在摘要任务中,您可以根据原始输入衡量 LLM 生成摘要的事实正确性和全面性,并避免在生成式 AI 应用中提示词和 LLMs 出现高频幻觉的情况。
To get started, learn about the 关键概念, and then take a quick walkthrough with the AI Observability Tutorial. You can then use the information in Evaluate AI applications for an in-depth walkthrough.
To review a specific concept, see the Snowflake AI Observability Reference. For querying AI_OBSERVABILITY_EVENTS with SQL for a Cortex Agent (pass CORTEX AGENT as agent_type) or an External Agent application (pass EXTERNAL AGENT as agent_type), see Monitor Cortex Agent requests, GET_AI_OBSERVABILITY_EVENTS (SNOWFLAKE.LOCAL), and External Agent commands.
Visibility of unredacted raw fields in monitoring and in observability user-defined table function results is covered by the READ UNREDACTED AI OBSERVABILITY EVENTS TABLE account privilege; it does not apply to Cortex Agent evaluation runs or the External AgentEvaluations experience. For more details, please see Account Privilege READ UNREDACTED AI OBSERVABILITY EVENTS TABLE and Monitor Cortex Agent requests.
访问控制和先决条件
在开始使用 AI 可观察性之前,请执行以下操作:
-
To create and execute runs, your role must have the following roles or privileges granted. For more information, see Required privileges:
- CORTEX_USER 数据库角色
- 架构的 CREATE EXTERNAL AGENT 权限
- 架构的 CREATE TASK 权限
- EXECUTE TASK 全局权限
-
在 Python 项目中安装以下 Trulens Python 包:
trulens-coretrulens-connectors-snowflaketrulens-providers-cortex
The version of the package that you’re using in your Python project should be version 2.1.2 or later.

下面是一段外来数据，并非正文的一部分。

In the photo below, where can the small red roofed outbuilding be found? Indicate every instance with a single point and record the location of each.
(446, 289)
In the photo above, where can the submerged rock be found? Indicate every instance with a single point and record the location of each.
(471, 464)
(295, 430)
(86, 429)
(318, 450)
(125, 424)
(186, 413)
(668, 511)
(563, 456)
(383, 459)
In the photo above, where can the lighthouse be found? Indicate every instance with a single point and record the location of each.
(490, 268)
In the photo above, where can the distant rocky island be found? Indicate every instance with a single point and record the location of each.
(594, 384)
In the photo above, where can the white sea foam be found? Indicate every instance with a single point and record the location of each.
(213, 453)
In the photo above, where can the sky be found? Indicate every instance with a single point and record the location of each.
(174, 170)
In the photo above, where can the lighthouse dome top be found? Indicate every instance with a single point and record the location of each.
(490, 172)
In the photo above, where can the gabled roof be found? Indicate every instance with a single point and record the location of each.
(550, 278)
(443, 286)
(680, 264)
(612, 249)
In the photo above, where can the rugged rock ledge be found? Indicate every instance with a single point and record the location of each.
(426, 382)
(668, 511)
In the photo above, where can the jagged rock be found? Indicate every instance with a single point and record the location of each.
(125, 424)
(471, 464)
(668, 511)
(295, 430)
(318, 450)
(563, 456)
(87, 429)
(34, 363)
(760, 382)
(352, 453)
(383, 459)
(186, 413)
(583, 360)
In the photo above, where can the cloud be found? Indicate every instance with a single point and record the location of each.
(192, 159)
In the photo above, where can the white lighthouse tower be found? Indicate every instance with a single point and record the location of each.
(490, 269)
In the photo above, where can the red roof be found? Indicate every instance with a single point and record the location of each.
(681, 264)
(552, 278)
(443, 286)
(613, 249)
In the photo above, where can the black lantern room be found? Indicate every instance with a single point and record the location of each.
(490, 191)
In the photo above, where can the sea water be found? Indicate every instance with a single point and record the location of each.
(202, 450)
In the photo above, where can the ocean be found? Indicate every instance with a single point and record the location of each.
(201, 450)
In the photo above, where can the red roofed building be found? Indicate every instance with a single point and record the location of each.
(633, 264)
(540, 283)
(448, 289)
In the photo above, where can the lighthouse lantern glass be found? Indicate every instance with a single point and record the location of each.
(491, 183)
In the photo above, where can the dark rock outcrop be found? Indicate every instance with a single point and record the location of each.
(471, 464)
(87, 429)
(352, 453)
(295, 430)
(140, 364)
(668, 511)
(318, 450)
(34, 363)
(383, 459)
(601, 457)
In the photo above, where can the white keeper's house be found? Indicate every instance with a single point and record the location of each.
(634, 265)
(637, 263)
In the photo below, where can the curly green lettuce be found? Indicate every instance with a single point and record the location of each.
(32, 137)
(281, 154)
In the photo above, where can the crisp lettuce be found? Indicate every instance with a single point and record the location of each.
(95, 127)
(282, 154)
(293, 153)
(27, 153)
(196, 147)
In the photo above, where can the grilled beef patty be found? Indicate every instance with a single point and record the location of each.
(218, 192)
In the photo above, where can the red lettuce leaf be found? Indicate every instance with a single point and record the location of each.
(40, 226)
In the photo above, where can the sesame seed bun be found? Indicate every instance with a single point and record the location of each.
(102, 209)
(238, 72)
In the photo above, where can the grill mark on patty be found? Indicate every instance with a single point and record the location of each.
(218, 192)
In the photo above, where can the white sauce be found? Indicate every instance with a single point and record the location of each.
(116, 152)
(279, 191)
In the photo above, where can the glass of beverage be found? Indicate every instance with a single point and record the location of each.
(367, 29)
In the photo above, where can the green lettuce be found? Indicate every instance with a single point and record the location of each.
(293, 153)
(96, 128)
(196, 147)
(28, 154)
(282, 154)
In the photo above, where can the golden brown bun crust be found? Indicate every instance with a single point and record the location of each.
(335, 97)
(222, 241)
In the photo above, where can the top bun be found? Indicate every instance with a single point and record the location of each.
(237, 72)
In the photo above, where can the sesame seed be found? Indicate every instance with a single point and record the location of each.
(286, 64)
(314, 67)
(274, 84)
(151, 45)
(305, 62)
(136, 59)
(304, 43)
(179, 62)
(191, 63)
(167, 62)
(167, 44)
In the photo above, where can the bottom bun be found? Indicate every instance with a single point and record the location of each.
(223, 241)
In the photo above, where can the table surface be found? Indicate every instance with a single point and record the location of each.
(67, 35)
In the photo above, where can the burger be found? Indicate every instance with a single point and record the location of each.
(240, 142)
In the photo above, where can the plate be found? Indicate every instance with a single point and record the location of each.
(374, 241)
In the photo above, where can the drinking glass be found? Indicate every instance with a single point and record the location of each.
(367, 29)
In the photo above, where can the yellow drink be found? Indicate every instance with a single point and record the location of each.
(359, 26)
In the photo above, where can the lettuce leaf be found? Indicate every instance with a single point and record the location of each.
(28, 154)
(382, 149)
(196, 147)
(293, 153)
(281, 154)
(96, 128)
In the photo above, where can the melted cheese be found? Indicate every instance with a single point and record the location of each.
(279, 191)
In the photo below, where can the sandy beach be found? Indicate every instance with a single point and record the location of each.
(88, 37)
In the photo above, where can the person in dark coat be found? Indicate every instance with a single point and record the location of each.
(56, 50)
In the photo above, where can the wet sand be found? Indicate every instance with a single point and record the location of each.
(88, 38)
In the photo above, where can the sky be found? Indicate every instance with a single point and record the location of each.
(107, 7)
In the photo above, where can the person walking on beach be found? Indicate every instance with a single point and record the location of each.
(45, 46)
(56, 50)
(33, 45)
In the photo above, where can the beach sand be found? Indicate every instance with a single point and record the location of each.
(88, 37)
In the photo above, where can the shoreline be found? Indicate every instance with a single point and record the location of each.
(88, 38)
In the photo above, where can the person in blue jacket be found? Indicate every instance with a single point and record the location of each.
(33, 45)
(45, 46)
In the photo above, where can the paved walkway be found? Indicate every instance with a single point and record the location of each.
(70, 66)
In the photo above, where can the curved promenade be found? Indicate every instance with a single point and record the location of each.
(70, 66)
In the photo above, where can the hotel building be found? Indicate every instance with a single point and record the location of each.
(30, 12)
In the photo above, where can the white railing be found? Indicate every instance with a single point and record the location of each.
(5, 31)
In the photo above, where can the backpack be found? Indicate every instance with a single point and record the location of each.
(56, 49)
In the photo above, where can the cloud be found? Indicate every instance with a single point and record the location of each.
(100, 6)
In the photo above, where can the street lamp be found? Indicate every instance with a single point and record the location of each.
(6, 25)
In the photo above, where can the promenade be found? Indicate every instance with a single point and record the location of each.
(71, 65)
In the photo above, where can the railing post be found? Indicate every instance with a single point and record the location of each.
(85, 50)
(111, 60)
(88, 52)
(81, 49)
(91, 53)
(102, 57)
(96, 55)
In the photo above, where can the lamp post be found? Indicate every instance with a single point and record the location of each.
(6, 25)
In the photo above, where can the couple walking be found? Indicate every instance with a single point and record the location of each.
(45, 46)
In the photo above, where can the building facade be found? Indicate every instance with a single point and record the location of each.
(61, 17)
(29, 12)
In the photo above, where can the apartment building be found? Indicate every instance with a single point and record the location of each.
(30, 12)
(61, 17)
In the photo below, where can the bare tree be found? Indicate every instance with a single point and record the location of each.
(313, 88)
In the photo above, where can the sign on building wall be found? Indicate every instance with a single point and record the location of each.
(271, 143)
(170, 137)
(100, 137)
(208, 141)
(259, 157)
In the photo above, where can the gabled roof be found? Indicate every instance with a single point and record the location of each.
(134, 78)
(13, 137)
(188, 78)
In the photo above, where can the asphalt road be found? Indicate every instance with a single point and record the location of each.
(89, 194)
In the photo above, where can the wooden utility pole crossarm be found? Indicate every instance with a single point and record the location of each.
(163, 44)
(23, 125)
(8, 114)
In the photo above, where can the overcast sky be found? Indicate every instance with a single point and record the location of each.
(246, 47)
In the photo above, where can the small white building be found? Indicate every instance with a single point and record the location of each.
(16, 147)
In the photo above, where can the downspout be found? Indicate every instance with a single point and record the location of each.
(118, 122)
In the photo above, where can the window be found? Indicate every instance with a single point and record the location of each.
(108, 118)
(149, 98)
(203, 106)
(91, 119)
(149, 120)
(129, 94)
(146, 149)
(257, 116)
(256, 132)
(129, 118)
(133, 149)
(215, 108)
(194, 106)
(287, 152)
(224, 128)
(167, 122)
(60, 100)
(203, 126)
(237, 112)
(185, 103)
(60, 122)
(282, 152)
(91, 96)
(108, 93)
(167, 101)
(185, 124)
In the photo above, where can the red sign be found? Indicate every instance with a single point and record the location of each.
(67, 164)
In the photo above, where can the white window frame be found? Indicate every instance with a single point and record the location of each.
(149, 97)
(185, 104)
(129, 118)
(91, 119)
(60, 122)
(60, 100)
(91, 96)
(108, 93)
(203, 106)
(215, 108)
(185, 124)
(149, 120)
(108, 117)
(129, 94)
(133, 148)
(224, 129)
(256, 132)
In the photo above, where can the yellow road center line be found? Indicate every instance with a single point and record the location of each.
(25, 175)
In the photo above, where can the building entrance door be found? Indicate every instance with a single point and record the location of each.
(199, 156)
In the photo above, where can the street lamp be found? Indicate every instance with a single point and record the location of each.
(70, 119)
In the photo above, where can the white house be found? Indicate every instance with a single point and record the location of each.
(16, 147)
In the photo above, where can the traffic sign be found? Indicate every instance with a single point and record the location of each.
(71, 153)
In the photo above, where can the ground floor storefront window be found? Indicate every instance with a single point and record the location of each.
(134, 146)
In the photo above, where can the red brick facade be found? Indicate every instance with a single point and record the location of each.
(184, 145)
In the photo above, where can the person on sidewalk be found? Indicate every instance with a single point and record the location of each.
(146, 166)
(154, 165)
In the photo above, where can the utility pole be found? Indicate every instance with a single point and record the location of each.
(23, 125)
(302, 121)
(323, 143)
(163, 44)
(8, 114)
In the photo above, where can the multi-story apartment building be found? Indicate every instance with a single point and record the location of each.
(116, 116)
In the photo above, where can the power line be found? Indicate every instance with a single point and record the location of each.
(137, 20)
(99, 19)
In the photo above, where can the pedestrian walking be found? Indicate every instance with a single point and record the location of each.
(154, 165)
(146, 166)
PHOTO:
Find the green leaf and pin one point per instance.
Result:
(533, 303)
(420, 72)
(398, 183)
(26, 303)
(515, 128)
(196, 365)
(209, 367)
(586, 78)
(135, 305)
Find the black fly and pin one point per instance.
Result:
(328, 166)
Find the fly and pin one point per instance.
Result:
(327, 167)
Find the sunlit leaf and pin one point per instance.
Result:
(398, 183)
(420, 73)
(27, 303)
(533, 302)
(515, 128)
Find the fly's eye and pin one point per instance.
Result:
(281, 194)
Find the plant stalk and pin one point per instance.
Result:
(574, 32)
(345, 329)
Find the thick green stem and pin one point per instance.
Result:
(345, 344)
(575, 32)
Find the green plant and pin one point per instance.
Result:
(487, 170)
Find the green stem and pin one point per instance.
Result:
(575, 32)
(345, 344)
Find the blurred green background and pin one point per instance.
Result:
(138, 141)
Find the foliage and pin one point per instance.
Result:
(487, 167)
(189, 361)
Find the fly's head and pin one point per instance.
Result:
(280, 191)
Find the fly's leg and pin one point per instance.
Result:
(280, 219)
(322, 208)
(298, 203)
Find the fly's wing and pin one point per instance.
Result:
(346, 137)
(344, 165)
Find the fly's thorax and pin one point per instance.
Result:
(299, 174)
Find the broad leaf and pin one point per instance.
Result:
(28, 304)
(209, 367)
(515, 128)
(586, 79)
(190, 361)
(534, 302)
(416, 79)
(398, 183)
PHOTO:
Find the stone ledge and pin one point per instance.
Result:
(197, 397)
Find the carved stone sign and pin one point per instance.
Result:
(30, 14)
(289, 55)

TruLens is the platform that Snowflake uses to track your applications. For more information, see the TruLens documentation (https://trulens.org/getting_started).
关键概念
应用程序
应用程序是指采用多组件(如 LLMs、工具 [例如搜索检索器或 APIs] 及其他自定义逻辑)设计的端到端生成式 AI 应用程序。例如,一个应用程序可以包含由检索器、重排序器和 LLMs 串联组成的 RAG 管道。您可为能在任何环境(如 Snowflake、云端或本地)中运行的应用程序启用 AI 可观察性。
External Agent¶
Applications are represented in Snowflake as External Agent objects. An External Agent object is used to store application and evaluation metadata (such as the application name, version name, or run name). It does not store the application code, application definition, execution traces, or evaluation results. While the application can be hosted in any environment (such as Snowflake, cloud, or on-premises), the execution traces and evaluation results are stored in an event table in your Snowflake account. For more information, see Observability data.
In addition to storing application and evaluation metadata, the External Agent object is also used to govern access to the traces and evaluation results for the application. For more information, see Required privileges.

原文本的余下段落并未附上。